Volatility lifts dividend stocks; Wolfe picks Colgate, J&J, Fastenal
Volatility is lifting dividend stocks as investors seek defensives and reliable income. Wolfe Research has named Colgate-Palmolive, Johnson & Johnson, and Fastenal among its favorites in a screen focused on dividend aristocrats in the second yield quintile.
Key Takeaways
- Volatility boosts demand for dividend-paying defensives as sources of reliable income.
- Wolfe Research targets dividend aristocrats in the second quintile of yield to balance yield with growth potential.
- Colgate-Palmolive, Johnson & Johnson, and Fastenal are highlighted as favorites.
- NOBL and VYM have about 4% price gains year-to-date (excluding dividends), illustrating breadth in the dividend rally.
People Involved
- Chris Senyek Wolfe Research chief investment strategist
Entities Involved
- Colgate-Palmolive Co. (CL) Dividend aristocrat; highlighted as a favorite
- Johnson & Johnson (JNJ) Dividend aristocrat; highlighted as a favorite
- Fastenal Co. (FAST) Dividend aristocrat; highlighted as a favorite
- ProShares S&P 500 Dividend Aristocrats ETF (NOBL) Benchmark/peer ETF referenced for performance
- Vanguard High Dividend Yield ETF (VYM) Benchmark/peer ETF referenced for performance
MarketMoodz Analysis
For investors, the picks point to a defensive tilt where steady cash flows and resilient balance sheets matter more than rapid growth.

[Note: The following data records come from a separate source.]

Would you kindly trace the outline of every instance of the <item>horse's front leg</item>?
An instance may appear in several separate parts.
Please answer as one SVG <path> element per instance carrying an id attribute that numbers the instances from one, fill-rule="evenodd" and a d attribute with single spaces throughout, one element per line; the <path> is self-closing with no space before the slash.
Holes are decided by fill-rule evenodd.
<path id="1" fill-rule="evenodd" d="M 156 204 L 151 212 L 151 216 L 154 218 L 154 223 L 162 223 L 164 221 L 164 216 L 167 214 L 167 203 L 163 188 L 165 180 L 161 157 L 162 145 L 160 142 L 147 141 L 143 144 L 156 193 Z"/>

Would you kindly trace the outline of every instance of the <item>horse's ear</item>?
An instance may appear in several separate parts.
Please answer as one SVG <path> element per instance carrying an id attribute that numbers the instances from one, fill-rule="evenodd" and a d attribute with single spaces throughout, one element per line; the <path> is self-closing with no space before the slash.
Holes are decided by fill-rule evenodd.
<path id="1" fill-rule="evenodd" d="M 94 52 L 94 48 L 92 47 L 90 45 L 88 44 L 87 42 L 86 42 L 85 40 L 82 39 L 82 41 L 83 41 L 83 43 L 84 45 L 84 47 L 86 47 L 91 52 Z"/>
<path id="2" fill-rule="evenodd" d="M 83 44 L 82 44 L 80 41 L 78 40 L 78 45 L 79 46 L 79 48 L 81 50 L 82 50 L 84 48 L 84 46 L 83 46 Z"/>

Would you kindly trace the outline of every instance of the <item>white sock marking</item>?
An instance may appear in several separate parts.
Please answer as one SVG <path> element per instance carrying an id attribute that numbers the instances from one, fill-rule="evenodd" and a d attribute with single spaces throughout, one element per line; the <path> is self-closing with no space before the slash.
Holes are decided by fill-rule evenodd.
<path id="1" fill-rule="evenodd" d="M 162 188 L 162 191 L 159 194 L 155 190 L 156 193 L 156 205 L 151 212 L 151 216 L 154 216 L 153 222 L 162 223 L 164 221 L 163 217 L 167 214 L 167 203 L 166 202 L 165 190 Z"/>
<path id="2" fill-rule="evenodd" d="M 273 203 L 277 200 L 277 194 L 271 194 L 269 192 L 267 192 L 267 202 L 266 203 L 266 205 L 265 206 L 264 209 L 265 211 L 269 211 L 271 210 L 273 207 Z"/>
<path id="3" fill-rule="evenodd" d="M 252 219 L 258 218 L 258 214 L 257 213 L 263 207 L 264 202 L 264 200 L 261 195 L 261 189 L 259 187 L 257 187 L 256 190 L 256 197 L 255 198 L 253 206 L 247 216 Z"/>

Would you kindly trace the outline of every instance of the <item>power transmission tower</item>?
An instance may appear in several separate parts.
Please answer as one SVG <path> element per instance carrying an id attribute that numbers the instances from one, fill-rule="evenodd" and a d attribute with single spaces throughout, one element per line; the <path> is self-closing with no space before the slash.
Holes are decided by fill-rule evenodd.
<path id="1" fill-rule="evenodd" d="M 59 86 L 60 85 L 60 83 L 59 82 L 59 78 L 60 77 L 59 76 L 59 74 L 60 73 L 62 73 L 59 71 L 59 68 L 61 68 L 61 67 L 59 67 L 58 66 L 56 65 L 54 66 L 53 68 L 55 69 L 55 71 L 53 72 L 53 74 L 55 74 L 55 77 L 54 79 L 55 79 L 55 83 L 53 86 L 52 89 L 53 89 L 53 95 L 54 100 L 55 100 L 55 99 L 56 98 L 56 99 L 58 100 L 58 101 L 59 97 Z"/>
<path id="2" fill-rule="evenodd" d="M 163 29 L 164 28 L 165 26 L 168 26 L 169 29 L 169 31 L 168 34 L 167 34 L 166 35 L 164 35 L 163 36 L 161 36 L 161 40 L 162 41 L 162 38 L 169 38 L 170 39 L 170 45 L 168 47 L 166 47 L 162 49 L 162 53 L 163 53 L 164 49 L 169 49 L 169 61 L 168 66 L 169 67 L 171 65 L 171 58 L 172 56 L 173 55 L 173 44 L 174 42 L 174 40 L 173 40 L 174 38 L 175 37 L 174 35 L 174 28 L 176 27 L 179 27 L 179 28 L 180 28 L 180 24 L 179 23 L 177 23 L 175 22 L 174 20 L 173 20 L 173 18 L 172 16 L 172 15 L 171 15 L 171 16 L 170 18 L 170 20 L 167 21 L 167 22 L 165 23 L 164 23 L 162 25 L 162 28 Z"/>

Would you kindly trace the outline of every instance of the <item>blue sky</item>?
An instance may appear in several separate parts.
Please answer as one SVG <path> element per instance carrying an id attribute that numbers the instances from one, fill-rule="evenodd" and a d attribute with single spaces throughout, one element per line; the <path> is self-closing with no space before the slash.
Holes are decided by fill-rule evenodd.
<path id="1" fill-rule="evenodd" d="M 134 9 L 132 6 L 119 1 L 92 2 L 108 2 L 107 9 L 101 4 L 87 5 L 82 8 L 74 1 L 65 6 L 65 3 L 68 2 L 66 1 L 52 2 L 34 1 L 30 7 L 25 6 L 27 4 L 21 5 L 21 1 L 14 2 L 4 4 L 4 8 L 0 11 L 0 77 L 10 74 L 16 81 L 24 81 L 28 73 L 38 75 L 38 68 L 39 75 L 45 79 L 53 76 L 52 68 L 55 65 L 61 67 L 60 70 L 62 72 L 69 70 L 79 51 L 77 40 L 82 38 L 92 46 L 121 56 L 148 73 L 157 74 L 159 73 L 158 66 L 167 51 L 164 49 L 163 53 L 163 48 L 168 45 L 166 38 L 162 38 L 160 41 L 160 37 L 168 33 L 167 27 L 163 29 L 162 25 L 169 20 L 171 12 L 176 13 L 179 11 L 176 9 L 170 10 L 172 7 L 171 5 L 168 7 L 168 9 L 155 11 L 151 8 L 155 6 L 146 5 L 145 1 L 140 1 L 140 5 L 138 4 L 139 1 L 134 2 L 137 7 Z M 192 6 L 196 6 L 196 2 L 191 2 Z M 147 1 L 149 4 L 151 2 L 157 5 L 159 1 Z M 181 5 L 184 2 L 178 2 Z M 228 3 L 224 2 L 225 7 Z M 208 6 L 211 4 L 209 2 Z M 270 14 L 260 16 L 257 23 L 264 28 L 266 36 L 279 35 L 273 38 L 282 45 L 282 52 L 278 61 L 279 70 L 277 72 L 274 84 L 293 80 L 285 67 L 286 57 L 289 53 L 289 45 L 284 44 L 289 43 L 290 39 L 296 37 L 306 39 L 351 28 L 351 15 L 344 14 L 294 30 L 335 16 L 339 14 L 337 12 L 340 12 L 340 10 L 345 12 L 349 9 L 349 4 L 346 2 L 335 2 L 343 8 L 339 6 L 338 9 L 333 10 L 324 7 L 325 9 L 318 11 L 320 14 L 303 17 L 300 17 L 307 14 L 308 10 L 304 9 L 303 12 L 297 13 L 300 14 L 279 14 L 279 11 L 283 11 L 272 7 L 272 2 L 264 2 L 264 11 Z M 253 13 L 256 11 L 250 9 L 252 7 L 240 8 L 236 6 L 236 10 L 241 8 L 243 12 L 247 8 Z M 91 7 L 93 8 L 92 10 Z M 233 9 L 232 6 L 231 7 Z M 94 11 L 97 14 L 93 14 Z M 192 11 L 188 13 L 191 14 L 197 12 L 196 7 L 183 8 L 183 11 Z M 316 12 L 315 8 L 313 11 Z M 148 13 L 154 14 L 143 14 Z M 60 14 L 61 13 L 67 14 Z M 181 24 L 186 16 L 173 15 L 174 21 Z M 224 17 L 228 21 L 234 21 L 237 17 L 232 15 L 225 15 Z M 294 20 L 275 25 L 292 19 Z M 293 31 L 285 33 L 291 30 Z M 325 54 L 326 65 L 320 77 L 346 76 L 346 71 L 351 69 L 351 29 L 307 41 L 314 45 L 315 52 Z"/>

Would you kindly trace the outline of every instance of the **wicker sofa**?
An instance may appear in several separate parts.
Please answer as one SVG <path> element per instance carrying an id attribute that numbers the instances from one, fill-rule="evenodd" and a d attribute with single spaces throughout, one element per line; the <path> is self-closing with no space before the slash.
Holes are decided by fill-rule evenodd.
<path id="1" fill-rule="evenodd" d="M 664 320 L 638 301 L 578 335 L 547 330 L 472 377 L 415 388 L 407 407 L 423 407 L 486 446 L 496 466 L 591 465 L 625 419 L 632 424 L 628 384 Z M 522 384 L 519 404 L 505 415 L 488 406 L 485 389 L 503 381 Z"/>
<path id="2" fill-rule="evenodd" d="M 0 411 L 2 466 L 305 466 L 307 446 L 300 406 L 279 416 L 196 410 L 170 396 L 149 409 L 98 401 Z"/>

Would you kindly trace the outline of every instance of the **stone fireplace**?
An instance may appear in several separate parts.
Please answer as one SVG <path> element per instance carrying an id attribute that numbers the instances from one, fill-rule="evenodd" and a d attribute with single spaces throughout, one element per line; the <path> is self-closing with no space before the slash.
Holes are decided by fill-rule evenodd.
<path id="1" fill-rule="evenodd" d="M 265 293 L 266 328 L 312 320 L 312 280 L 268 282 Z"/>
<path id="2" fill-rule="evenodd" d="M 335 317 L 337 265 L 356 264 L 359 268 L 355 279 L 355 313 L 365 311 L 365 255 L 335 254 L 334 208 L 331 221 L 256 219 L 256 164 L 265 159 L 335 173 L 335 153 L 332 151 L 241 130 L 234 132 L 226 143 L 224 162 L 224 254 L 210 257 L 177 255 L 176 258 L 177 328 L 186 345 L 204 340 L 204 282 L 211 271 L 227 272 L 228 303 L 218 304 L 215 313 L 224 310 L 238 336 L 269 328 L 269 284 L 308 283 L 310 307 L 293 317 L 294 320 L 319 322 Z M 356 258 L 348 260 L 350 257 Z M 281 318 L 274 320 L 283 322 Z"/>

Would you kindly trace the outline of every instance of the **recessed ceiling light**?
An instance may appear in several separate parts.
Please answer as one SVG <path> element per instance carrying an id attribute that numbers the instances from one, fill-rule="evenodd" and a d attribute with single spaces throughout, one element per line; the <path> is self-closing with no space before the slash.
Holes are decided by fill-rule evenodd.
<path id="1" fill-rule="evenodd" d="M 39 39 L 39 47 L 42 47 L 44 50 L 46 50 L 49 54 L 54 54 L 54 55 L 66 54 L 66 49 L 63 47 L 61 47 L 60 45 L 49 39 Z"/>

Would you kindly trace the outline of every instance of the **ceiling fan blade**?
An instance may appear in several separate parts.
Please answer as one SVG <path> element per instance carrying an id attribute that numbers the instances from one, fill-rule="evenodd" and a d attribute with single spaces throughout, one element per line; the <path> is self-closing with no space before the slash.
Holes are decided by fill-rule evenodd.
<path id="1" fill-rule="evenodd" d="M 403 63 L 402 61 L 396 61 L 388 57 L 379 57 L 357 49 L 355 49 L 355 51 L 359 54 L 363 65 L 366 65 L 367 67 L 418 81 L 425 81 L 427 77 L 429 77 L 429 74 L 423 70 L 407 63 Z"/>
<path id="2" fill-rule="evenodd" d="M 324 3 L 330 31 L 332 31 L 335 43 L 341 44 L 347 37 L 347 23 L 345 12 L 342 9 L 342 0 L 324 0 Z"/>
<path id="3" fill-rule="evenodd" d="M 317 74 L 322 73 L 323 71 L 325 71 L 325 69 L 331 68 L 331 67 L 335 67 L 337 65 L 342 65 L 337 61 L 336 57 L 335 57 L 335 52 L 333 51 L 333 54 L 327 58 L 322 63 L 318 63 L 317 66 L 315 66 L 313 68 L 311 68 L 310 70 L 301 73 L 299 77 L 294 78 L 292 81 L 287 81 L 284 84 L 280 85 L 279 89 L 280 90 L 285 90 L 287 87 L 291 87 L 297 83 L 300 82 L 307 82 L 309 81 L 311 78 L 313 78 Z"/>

Wolfe’s focus on dividend aristocrats in the second quintile aims to lock in yields in the mid-2% range while preserving room for payout growth, potentially damping volatility as equity markets gyrate.

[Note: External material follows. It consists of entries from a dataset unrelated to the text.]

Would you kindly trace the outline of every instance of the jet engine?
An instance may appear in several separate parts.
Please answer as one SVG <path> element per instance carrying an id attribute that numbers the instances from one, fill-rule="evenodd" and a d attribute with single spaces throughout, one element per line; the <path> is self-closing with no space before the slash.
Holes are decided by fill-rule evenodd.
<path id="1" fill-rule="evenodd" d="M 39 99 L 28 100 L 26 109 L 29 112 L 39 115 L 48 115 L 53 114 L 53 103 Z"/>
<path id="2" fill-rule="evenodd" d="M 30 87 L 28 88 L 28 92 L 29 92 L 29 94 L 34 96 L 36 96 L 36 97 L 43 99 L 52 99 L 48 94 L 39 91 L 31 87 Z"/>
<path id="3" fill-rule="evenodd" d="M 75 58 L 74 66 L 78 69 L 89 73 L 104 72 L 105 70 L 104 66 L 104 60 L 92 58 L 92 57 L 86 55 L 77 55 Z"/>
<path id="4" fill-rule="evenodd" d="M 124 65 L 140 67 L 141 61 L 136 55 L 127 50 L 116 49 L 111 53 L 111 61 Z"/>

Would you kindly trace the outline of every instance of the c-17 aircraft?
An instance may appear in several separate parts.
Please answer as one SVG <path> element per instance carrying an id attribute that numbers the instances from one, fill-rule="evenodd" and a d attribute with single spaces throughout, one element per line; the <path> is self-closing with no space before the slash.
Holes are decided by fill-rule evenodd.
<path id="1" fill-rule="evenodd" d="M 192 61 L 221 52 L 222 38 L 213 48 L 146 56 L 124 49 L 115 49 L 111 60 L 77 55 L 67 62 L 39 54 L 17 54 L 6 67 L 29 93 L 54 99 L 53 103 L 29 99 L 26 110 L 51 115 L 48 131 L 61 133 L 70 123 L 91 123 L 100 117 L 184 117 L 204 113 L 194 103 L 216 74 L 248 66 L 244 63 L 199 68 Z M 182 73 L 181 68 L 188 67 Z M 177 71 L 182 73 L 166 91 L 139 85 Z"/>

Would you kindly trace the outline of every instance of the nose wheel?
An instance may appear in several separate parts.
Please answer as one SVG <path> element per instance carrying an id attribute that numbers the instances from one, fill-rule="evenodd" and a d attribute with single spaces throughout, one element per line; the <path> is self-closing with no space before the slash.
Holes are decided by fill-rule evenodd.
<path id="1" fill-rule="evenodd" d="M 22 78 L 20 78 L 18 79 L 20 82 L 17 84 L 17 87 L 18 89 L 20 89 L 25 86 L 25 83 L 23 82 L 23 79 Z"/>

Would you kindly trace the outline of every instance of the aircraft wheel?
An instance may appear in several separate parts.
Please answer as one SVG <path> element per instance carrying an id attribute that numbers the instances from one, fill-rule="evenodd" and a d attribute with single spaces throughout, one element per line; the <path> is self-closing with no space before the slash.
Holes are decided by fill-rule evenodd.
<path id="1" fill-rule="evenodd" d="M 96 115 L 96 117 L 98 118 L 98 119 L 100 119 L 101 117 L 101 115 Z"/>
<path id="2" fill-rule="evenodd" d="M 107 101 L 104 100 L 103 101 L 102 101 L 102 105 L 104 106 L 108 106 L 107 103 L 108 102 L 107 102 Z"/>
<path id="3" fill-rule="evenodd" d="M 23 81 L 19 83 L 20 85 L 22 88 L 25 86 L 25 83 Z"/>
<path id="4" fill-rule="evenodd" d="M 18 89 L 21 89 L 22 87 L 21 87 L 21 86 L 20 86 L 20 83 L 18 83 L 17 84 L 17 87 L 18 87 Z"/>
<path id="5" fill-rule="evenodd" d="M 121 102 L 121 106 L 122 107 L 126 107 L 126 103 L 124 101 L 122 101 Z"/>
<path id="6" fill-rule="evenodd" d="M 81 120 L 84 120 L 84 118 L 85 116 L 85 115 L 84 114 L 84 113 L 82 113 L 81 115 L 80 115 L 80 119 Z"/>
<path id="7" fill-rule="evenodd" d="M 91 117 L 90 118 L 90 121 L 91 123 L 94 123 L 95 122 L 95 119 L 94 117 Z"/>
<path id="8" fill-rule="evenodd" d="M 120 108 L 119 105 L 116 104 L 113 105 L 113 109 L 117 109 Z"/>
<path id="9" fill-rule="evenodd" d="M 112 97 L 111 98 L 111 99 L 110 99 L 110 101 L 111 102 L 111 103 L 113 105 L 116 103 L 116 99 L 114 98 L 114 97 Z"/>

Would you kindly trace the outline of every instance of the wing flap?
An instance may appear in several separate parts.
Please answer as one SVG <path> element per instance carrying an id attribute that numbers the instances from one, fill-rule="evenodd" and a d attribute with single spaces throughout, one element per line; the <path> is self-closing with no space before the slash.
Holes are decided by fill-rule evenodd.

Colgate-Palmolive’s ~14% year-to-date rise, a 2.39% dividend yield, and a recent dividend increase to $0.53 quarterly, along with J&J’s ~17% YTD rise and 2.15% yield, underscore the appeal of financially durable consumer staples and healthcare names. Fastenal’s ~13% YTD rise and 2.11% yield, plus improving February revenue trends and planned hub expansion, illustrate the attraction of diversified industrials with strong cash generation. In a backdrop of macro headwinds—oil-price spikes tied to tensions in the Middle East and AI disruption concerns—dividend stability and steady payout growth can offer ballast. Powell or not, near-term earnings and guidance will test the durability of these dividends and the appetite for defensive equities.

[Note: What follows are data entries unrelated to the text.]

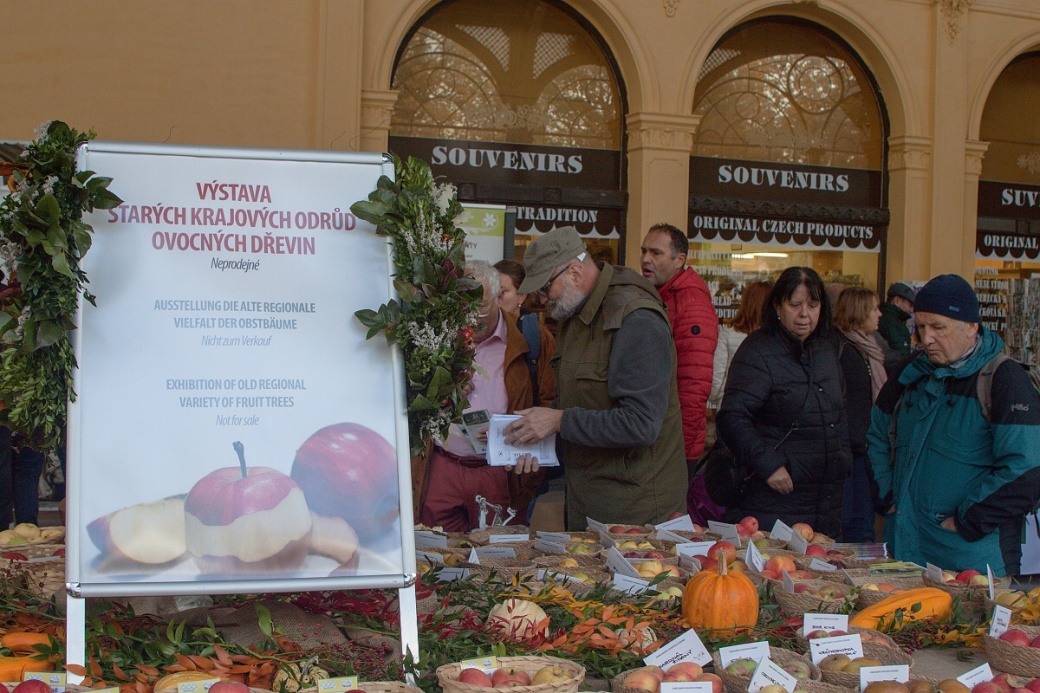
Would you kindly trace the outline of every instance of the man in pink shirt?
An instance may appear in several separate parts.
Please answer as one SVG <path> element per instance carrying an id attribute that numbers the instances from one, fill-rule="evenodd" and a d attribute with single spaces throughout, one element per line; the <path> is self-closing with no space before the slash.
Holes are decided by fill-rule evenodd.
<path id="1" fill-rule="evenodd" d="M 527 340 L 515 320 L 499 308 L 499 274 L 491 264 L 473 261 L 466 274 L 480 282 L 484 299 L 473 332 L 474 374 L 467 393 L 469 408 L 489 414 L 513 413 L 531 406 L 530 376 L 524 355 Z M 431 451 L 423 480 L 419 521 L 427 527 L 442 527 L 446 532 L 467 532 L 478 527 L 479 509 L 475 496 L 491 504 L 517 511 L 512 524 L 526 520 L 527 506 L 544 472 L 537 464 L 512 467 L 489 466 L 485 455 L 477 453 L 452 424 L 446 440 L 436 441 Z M 486 518 L 488 522 L 491 517 Z"/>

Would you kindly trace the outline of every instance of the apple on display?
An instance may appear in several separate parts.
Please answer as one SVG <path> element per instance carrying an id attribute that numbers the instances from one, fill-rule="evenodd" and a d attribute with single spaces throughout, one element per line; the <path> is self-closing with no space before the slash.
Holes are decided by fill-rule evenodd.
<path id="1" fill-rule="evenodd" d="M 312 434 L 296 451 L 290 476 L 315 514 L 342 518 L 362 542 L 390 532 L 397 519 L 397 453 L 360 424 Z"/>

What to watch next: upcoming Q1 results, evolving rate expectations, and management guidance will help confirm whether a sustained dividend-leaning regime can outperform in a volatile year. Pay attention to any changes in payout policy, as well as how these companies navigate pricing, input costs, and the pace of demand in their respective sectors.